神木:もちろん大好きな作品で、心の支えだった作品でもあります。私は特にセーラージュピターが好きで、セーラージュピター自身になりたかったんです。そんなことを家族に言っていたら本気と捉えられたのか、母に空手教室に連れていかれて(笑)。その後結局、空手を10年続けることになりました。だから、セーラージュピターになりたいという思いがリアルに生活に組み込まれたというか、その気持ちと一緒に育ったんだなと思います(笑)。

――10年続いたのはすごいですね。

神木:結構長いですよね(笑)。

――神木さんは、フランスと共同制作した『ミラキュラス レディバグ&シャノワール』にも参加されていましたね。

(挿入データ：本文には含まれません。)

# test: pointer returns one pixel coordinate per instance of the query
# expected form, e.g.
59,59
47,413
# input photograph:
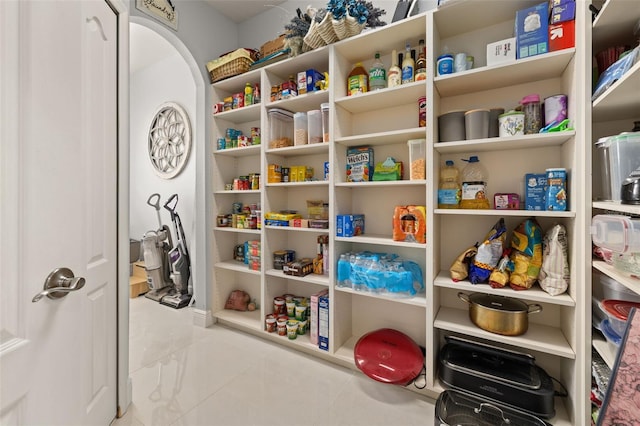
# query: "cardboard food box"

神木:入社以来ずっと企画部に所属していますが、半年間ほど、フランスにある「東映アニメーションヨーロッパ(TOEI ANIMATION EUROPE S.A.S.)」に勤務していたことがあります。その時に、海外配給や海外スタジオとやり取りをする経験をしました。その流れで『ミラキュラス レディバグ&シャノワール』の日本版プロデューサーをさせていただきました。

――国内外の作品に携わってきた経験の中で、アニメのプロデューサーに必要な資質や姿勢はなんだと感じましたか?

神木:「ときどき突拍子もないことを言うけれど一理ある」と思わせられるようなプロデューサーに私は憧れます。「そういえば、あの時言っていたこと、当時は無理だったけど叶った」というケースをいくつ積んでいけるのかが大事かなと思います。私自身未熟ですけど、アニメ製作は自分に出来ないことがあっても、究極的にはチームワークですから、そのチームと一緒に製作しながら目的地を想像して、しつこくこだわっていくのが大切だと感じています。